Thursday, November 6, 2008

New England winter night

I watched a movie that made me think of New England winters, all the little hills huddled together as though cold and the gentle rising foothills of the mountain, sloping up and up again, as though taking a long, slow breath and all the slopes and clefts were drifted over with a breath of purple and red, and blue in the shadows, while above small, cold clouds drifted by.

How all the branches above the narrow road interlocked in elegant, abrupt patterns, swirling as the car went past, the lights glinting over the glass windows and how, in the silence of winter, a single stone dropped could echo through the cold, still air, the rustling of acorns through the leaves, the rippling of the lake water as it sifted through the corrugated metal pipe and out the other side and the opaque beauty of the water, golden dark and winking with the light, breaking and joining and passing over the moving water.

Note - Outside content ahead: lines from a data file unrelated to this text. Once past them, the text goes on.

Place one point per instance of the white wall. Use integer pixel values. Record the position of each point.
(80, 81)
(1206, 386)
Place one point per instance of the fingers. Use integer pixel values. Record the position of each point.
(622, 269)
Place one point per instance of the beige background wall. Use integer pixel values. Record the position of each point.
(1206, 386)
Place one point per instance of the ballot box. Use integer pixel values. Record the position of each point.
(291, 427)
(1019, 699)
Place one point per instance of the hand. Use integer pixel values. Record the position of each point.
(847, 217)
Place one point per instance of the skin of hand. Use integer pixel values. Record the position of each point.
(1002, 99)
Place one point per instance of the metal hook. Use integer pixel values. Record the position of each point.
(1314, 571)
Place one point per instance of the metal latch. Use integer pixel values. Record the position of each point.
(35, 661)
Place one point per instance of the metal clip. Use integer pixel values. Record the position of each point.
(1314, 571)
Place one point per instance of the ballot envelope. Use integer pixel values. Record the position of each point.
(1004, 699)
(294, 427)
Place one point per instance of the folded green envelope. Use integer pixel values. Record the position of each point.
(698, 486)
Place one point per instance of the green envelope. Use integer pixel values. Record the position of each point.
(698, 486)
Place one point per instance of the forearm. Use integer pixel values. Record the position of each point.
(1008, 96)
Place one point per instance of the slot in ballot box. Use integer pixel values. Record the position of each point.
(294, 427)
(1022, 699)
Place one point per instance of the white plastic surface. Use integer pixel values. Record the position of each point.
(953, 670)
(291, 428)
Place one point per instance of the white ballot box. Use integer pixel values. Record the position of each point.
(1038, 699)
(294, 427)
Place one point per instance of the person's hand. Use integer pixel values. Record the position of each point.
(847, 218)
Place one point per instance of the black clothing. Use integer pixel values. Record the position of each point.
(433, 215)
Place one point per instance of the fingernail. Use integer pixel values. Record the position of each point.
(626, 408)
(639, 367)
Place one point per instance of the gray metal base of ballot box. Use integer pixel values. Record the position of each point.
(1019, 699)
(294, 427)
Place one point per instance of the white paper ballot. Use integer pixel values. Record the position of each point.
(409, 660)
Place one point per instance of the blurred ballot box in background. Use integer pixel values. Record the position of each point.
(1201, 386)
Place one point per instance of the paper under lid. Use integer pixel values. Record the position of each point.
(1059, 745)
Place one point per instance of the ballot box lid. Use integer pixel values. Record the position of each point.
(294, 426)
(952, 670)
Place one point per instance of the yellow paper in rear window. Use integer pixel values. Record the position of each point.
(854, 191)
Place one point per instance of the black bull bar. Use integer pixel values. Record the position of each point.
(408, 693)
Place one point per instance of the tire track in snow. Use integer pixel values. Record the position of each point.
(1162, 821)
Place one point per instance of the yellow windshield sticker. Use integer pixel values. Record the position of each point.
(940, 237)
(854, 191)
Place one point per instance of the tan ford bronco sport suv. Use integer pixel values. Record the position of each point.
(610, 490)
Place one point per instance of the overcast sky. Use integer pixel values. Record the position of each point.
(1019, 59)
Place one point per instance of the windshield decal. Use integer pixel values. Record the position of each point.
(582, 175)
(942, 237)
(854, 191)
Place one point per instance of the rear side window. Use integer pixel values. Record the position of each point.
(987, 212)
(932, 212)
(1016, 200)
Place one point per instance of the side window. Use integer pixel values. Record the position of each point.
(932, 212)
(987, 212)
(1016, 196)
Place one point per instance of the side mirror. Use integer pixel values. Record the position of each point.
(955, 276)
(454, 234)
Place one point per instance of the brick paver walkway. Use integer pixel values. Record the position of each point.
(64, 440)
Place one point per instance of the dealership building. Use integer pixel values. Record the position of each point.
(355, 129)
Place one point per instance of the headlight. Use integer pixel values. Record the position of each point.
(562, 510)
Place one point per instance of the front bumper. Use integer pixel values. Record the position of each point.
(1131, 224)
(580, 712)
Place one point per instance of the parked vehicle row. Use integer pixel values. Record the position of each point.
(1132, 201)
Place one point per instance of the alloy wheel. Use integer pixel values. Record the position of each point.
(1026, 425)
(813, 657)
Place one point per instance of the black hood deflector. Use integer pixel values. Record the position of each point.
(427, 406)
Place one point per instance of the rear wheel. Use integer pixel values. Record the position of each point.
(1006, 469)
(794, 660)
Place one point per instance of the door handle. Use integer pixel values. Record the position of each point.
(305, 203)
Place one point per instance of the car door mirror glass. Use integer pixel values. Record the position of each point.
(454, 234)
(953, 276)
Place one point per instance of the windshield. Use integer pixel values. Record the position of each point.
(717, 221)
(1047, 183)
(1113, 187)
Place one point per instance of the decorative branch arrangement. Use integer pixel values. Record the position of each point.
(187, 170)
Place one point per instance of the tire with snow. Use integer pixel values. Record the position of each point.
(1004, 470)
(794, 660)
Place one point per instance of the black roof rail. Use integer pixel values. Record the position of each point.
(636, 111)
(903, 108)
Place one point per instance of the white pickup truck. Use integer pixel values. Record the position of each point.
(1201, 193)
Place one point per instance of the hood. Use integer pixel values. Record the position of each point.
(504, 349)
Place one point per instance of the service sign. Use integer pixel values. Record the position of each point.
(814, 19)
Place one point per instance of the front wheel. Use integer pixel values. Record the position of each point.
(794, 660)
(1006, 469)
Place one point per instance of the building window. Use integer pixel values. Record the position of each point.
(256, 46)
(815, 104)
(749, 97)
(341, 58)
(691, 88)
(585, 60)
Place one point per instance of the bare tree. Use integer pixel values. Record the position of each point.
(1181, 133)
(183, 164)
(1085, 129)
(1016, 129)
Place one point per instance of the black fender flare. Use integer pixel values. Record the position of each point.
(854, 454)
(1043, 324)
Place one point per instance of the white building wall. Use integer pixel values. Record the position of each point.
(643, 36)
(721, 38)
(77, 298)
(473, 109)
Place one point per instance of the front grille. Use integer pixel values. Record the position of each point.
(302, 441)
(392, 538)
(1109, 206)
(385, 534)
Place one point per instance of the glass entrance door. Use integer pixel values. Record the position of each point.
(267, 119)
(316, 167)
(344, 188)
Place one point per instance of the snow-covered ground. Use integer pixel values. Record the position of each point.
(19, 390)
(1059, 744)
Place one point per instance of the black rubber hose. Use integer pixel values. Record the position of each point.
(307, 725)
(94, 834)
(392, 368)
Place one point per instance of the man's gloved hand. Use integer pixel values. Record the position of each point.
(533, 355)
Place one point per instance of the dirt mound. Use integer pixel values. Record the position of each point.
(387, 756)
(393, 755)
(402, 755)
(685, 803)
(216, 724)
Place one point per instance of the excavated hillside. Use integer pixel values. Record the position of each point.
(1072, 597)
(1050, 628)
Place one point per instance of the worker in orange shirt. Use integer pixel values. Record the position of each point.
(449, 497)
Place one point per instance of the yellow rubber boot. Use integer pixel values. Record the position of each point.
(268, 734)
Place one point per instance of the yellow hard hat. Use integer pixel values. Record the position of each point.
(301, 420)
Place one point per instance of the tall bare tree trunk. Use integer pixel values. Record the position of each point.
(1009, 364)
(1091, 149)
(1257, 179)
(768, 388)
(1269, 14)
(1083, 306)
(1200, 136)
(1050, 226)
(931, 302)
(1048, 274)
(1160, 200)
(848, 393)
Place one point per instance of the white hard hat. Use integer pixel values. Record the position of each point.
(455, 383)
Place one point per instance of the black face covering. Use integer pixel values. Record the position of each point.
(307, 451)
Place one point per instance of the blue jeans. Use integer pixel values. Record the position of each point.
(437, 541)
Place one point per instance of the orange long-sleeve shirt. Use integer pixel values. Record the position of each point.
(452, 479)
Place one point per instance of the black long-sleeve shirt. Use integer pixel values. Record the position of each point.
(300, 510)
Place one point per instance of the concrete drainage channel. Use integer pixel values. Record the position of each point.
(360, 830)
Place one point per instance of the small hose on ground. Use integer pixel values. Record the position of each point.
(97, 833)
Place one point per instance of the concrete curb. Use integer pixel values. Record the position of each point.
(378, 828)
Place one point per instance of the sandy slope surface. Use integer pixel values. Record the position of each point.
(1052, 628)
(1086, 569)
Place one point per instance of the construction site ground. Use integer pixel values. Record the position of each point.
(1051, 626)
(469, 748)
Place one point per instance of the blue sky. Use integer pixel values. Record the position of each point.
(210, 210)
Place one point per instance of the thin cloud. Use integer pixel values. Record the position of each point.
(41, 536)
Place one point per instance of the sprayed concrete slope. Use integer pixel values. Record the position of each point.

I would walk, I would walk for miles and return again, past the uncertain shadows of the crouching woods which over ran the banks; leaning, leaning in and revealing in sudden shafts of winter light a fall of amber leaves, the glossy dark of rhododendron and the simplicity of a single branch.

Close to the road lay the clapboard houses, moss growing on the foundations, windows shaded and quiet; their owners away, gone away to Boston for the weekend, for the lights, for the seafood, for the symphony.

Coming home, the sun would set in my eyes and by this I knew it was west, but I could not see the entirety of the country spread out before me. I could not believe that inconceivably large sprawl of land was in that direction; the rest of the world must lay behind me and I walked toward the sea.

The setting sun would turn the trees to ink, drawn with heavy and wavering hand on gold flared paper that was the sky and from behind me the growing dark would rise up and eat away the rest of the light until only a pale pink remained and grew dim and died away into blue and as I went up the stone steps to the house, the sky flared up behind me with stars; they overspread the sky with their own precisely moving tides, their channels and tidal estuaries of white light, their swirls and angular constellations.

I would pause, fingers frozen and take one last, deep breath of the night, the bitter, metallic edge of frost, the faint pungency of fallen leaves. Holding it, I would open the door to the hot and heated air of the house.

1 comment:

said...

I actually have chill bumps after reading this. It reminded me of Thoreau and his stories of Walden. Thanks for the brief New England vacation. :)

Hope you are nice and warm with the doggies (and Keith's shirt of course)!